Who is Anti-Vax Dr. Wendy Menigoz?

On Monday, 8/30/2021, nearly 700 people crammed themselves into a small Quality Inn in the village of Bradley, Illinois even while a majority of America (including the State of Illinois) are in the midst of an explosive surge in Covid-19 cases. What could be SO important that 700 people would risk not only their lives, but the lives of those around them? The Daily Journal reported that the gathering was meant as a means of reaching out to local healthcare professionals (and others) who are concerned not with Covid-19, or the uptick in Covid-19 cases, but rather the October 4thVaccination and Mask Mandate for Healthcare Workers, Higher Education Workers, and some students and State Workers (such as Correction Workers) enacted by Illinois Governor JB Pritzker. That’s correct: 700 unmasked, unvaccinated people, crammed into a room for the purposes of confirming their baseless, unscientific bias against vaccinations and masks.

(Photos by Daily Journal Reporter Stephanie Markham)

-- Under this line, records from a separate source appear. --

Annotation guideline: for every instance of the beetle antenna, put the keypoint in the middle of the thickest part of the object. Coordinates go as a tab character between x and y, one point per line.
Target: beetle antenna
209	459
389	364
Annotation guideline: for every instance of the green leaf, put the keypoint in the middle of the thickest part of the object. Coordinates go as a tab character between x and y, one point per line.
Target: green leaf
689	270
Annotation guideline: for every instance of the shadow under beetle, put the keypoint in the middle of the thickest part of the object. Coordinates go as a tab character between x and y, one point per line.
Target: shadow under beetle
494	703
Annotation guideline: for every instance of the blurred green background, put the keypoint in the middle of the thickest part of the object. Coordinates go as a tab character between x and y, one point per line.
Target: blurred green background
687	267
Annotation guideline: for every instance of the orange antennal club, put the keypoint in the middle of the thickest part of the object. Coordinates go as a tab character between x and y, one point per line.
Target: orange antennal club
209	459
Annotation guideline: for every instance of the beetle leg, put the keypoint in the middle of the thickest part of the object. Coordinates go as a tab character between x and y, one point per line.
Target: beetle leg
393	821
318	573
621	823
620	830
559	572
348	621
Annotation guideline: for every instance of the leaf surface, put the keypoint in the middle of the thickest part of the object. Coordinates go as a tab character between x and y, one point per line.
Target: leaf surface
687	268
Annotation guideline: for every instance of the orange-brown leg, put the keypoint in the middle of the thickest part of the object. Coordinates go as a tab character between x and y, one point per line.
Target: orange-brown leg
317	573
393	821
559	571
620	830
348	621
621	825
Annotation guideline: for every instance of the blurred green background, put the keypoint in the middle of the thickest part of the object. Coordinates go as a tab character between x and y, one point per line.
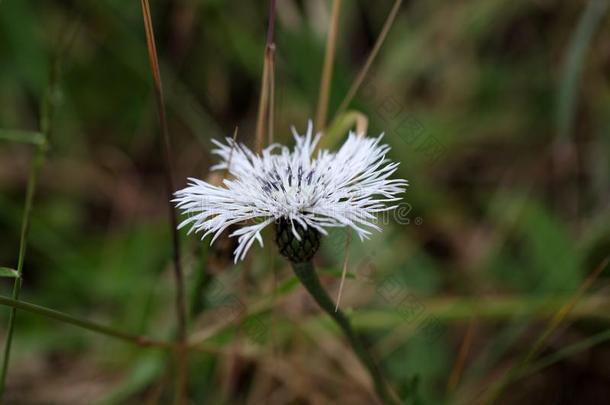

The headliner of the event, referred to by the Daily Journal as a “local health care professional” was holistic, Naprapathic “Doctor” Wendy Menigoz who is quoted in the article as noting that, “she is not a lawyer or a medical doctor, but she had some advice for people wanting to go against mandates from their employers.” Her lack of qualifications, however, did not stop Wendy from getting in front of an entire group of people to use her “credentials” as a basis for scientific or legal recommendations regarding Covid-19 and the Illinois Governors’ mandate. Wendy also went on to recommend people who want to challenge their employers or the State use “…their religious beliefs and moral feelings” to stop them from losing their jobs. How very Christian.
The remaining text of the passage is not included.